Now we see how bad game management from the head coach trickles down: because Arkansas ultimately wanted to kick on fourth down, running on 3rd-and-5 looks like a bad playcall. But I don’t think that’s Enos’s fault. In a proper in-game chain of command, Pittman would tell Enos that it’s not a four-down series, so Enos could go all-in on getting the first down. Or he’d tell him it is four-down territory, so Enos could stay conservative and set up a manageable fourth down. That’s clearly not happening right now.

Jimmy Sexton’s $6 million man

And this is where Pittman’s postgame admission that “I just didn’t know what to do” in that situation goes from sad to infuriating. Because Pittman invited this on himself. He thought he was a big-time coach, he fired his local agent, and he hired super-agent Jimmy Sexton and negotiated a contract that doubled his salary from $3 million to $6 million. But he’s not worth $6 million. He’s 9-12 (3-10 SEC) with home losses to Liberty and BYU during this contract. Oh yeah, and Mississippi State 7, Arkansas 3.
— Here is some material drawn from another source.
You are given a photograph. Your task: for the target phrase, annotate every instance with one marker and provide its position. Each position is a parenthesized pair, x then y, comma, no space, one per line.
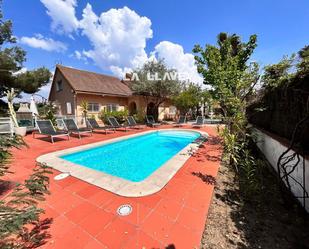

I sincerely believe that if he was still making $3 million a year, then more fans would be in board with letting him try the offensive coordinator hire again. But Pandora’s box can’t be closed. If you judge him by the standard he asked the Razorback Foundation to judge him by, he’s not getting it done.

Other Scores of Note

Alabama 34, Tennessee 20. The Vols led 20-7 at halftime and then promptly fell apart. The Tide retook the lead in the third quarter and outscored Tennessee 27-0 in the second half. This isn’t an elite Alabama team, but it’s still probably the best in the SEC West.

Mizzou 34, South Carolina 12. Eli Drinkwitz is now 7-1. Yes, Georgia, Tennessee, and Florida remain, but patience and consistency are finally paying off. The Dowell Loggains experiment, meanwhile, is not going well for South Carolina.

Ole Miss 28, Auburn 21. I took nothing away from this game. It went exactly as expected.

Kansas State 41, TCU 3. Kendal Briles and TCU scored just three points in solidarity with the Hogs. However, they do not employ Travis Williams on defense. The Horned Frogs are going to go 6-6 at best, and they need to beat both Texas Tech and Baylor (doable) just to make a bowl.

UNLV 25, Colorado State 23. UNLV’s last bowl win was the 2000 Las Vegas Bowl, a 31-14 win over Arkansas. The Rebels’ only other bowl appearance since was in 2014. But Barry Odom’s boys are 6-1 with this win. He’s done an incredible job. He won’t be the top option, Arkansas could do much worse for their next head coach.